HALIFAX – A Halifax pediatric infectious disease doctor says it is only a matter of time before a respiratory illness that is sickening children in the U.S. makes its way to Nova Scotia.
Enterovirus D68 (EV-D68) is believed to be responsible for sending hundreds of children to the hospital in the American Midwest. Some have required intensive care.
Children with respiratory illnesses, such as asthma, appear to be most vulnerable.
Dr. Joanne Langley at the IWK in Halifax said EV-D68 has the potential to spread, like most viruses in general.
“They don’t observe borders so it wouldn’t be surprising to see that particular virus go around North America,” Langley said.
The U.S. Centers for Disease Control and Prevention said the enterovirus is common but rates are higher than expected for this time of year.
“This virus, enterovirus, is around every year especially during the summer and causes summer colds. What is it about this strain that’s causing more severe illness than usual, I think nobody is clear on that,” said Nova Scotia’s Chief Medical Officer Dr. Robert Strang.
Canadian public health officials said they are keeping in close contact with their counterparts south of the border.
“The Agency is not aware of any outbreaks of EV-D68 in Canada. The Agency has also not seen any recent increase in EV-D68 infections and there is no reason to suggest that this is an emerging infection that is increasing in incidence in Canada,” reads a statement from the Public Health Agency of Canada.
No cases have been reported in Nova Scotia or Canada, but Strang said he is keeping a close eye on the situation.
“We certainly have the capacity to detect this. If we start to see increased clusters in viral illnesses in emergency room visits and hospitalizations, we have a system in place in general to detect that and to work with our labs to determine what the cause is,” Strang said.

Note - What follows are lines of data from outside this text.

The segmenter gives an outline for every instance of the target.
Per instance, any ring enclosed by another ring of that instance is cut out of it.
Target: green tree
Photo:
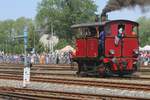
[[[150,45],[150,18],[140,17],[137,22],[140,24],[139,36],[140,36],[140,45],[145,46]]]
[[[97,6],[93,0],[42,0],[38,5],[36,22],[45,33],[55,34],[70,43],[70,26],[77,23],[93,22]]]

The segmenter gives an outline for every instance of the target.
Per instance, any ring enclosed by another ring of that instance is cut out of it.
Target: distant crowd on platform
[[[51,52],[41,54],[28,54],[27,62],[32,64],[70,64],[70,52]],[[140,62],[143,65],[150,65],[150,51],[140,51]],[[0,63],[24,63],[24,54],[4,54],[0,52]]]
[[[24,54],[4,54],[0,52],[0,63],[23,64]],[[41,54],[27,54],[27,62],[32,64],[70,64],[70,52],[51,52]]]

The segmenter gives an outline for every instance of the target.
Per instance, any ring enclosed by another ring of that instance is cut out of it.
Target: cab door
[[[105,30],[105,32],[106,32],[105,33],[106,34],[105,35],[105,56],[109,57],[110,50],[114,50],[115,51],[114,56],[120,57],[122,43],[119,42],[119,44],[117,46],[115,45],[115,36],[118,34],[118,23],[114,22],[114,23],[109,24],[106,27],[109,27],[108,29],[110,29],[110,31]]]
[[[86,57],[86,39],[84,38],[76,40],[76,57]]]
[[[133,29],[134,28],[134,29]],[[133,50],[138,50],[139,41],[137,36],[137,26],[132,23],[125,25],[125,37],[123,38],[122,56],[133,57]]]

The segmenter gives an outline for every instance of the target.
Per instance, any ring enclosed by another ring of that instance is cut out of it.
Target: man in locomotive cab
[[[136,35],[137,35],[136,31],[137,31],[137,27],[132,26],[132,33],[131,33],[131,34],[132,34],[133,36],[136,36]]]
[[[115,45],[118,46],[119,41],[124,37],[124,27],[125,25],[118,25],[118,34],[115,36]]]
[[[105,38],[105,33],[104,31],[101,31],[99,34],[99,45],[100,45],[100,50],[102,52],[104,51],[104,38]]]

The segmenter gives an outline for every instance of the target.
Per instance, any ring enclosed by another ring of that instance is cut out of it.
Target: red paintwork
[[[131,23],[126,23],[126,25],[125,25],[126,36],[132,36],[132,27],[133,27],[133,25]]]
[[[76,57],[97,57],[98,39],[87,38],[76,40]]]
[[[133,57],[133,50],[138,49],[138,40],[137,38],[124,38],[123,39],[123,56],[124,57]]]
[[[115,51],[114,56],[120,57],[121,56],[121,42],[119,42],[118,46],[115,46],[114,38],[105,38],[105,55],[109,57],[109,51],[113,49]]]
[[[77,39],[76,40],[76,57],[85,57],[86,56],[86,40]]]
[[[98,56],[98,39],[88,38],[86,42],[87,57],[97,57]]]
[[[111,36],[116,36],[118,34],[118,24],[111,23]]]
[[[117,68],[117,65],[116,65],[115,63],[113,63],[113,69],[112,69],[112,70],[113,70],[113,71],[117,71],[117,69],[118,69],[118,68]]]
[[[109,58],[104,58],[104,59],[103,59],[103,62],[104,62],[104,63],[108,63],[108,62],[110,62],[110,59],[109,59]]]

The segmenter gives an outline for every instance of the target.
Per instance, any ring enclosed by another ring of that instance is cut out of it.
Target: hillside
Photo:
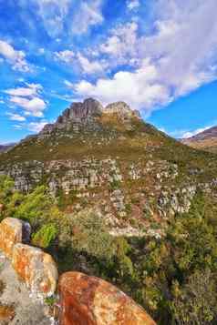
[[[98,207],[113,233],[130,235],[188,211],[196,188],[215,184],[217,164],[215,156],[167,137],[127,104],[103,107],[89,98],[0,155],[0,171],[21,191],[46,184],[67,211]]]
[[[29,222],[60,273],[112,282],[158,324],[214,325],[216,185],[215,154],[88,98],[0,155],[0,218]]]
[[[194,137],[181,140],[187,146],[217,153],[217,127],[211,127]]]

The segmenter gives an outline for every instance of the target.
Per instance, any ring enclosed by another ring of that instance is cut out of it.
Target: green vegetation
[[[32,243],[42,249],[47,249],[55,240],[57,229],[54,224],[43,226],[32,237]]]
[[[81,270],[113,282],[158,324],[217,323],[217,208],[212,195],[197,192],[190,211],[170,218],[161,239],[114,238],[96,210],[64,214],[45,187],[24,196],[4,177],[0,199],[5,207],[1,217],[28,220],[32,243],[50,251],[60,271]]]

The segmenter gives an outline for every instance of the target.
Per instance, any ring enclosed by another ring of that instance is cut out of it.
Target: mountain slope
[[[14,146],[15,146],[14,143],[9,144],[9,145],[0,145],[0,153],[9,150],[9,149],[12,148]]]
[[[145,123],[125,103],[104,108],[88,98],[0,155],[0,174],[22,191],[46,184],[68,212],[98,207],[113,234],[156,234],[162,230],[156,225],[188,211],[198,188],[215,186],[216,162]]]
[[[181,140],[191,147],[217,153],[217,127],[211,127],[194,137]]]

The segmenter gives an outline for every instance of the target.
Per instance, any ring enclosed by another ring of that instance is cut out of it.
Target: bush
[[[42,249],[47,249],[57,236],[55,225],[45,225],[32,236],[32,243]]]

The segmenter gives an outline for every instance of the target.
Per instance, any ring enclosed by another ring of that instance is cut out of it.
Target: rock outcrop
[[[52,257],[24,244],[14,247],[12,265],[27,288],[37,297],[50,297],[57,288],[57,269]]]
[[[58,291],[60,325],[155,325],[141,307],[100,279],[67,272]]]
[[[6,218],[0,224],[0,249],[7,258],[12,258],[14,246],[28,242],[31,229],[28,223]]]

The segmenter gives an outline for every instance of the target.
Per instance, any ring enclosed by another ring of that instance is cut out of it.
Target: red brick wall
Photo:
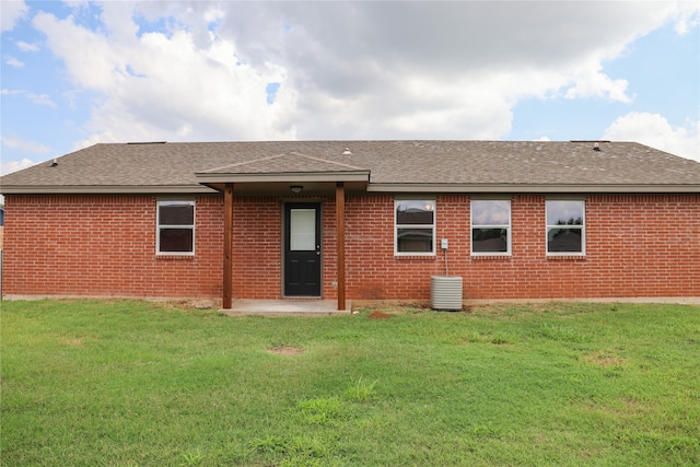
[[[393,196],[347,203],[348,296],[429,299],[430,277],[452,276],[465,299],[700,296],[700,195],[592,195],[585,257],[547,256],[545,201],[511,198],[512,255],[470,256],[470,197],[436,197],[438,255],[394,256]]]
[[[223,201],[197,197],[194,257],[155,255],[153,196],[5,197],[2,293],[220,296]]]
[[[587,196],[585,257],[546,255],[545,200],[511,198],[511,256],[471,257],[470,197],[440,195],[438,254],[398,257],[394,196],[349,195],[347,296],[428,300],[430,277],[445,273],[440,238],[465,299],[700,296],[700,195]],[[322,201],[323,294],[335,299],[335,199]],[[153,196],[7,196],[3,293],[220,297],[222,197],[197,197],[195,257],[155,255],[155,206]],[[233,237],[234,297],[280,299],[282,200],[236,197]]]

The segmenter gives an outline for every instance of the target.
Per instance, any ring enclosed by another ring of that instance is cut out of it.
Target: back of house
[[[700,297],[700,163],[633,142],[95,144],[0,186],[10,296]]]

Symptoms are similar to the common cold but can become quite severe for some children.
“The virus has actually gone into their lungs. They have pneumonia, trouble breathing, need oxygen support and need to come into the hospital to help tide them over,” Langley said.
Langley said some of the more severe symptoms include wheezing and breathing that is very quick. Parents should also keep an eye out for children who seem to be putting a lot of effort into their breathing and change of colour in their child’s face.
News of the virus is on the radar for Joy Barrett of Dartmouth, who is the mother of two girls with asthma.
“I’ve seen some article on it. I watch my 苏州美甲美睫培训论坛 feeds fill up with notifications of stories out of the U.S.,” she said.
Barrett said she plans to keep watch of her children – making sure they stay on top of their asthma medication routines and see their doctor as soon as they get sick.
“It’s definitely concerning for me. I’m going to be keeping a closer eye on how they’re feeling, what they’re doing, where they’re hanging out and who they’re hanging out with,” she said.
“My mom said it affects more of the younger kids than the teens,” said her daughter Audrey Barrett-Couvrette, 10.
“I’m worried I might get it.”
Doctors say children and families can protect themselves by washing hands before eating, not going to work or school if ill and sneezing into their sleeve.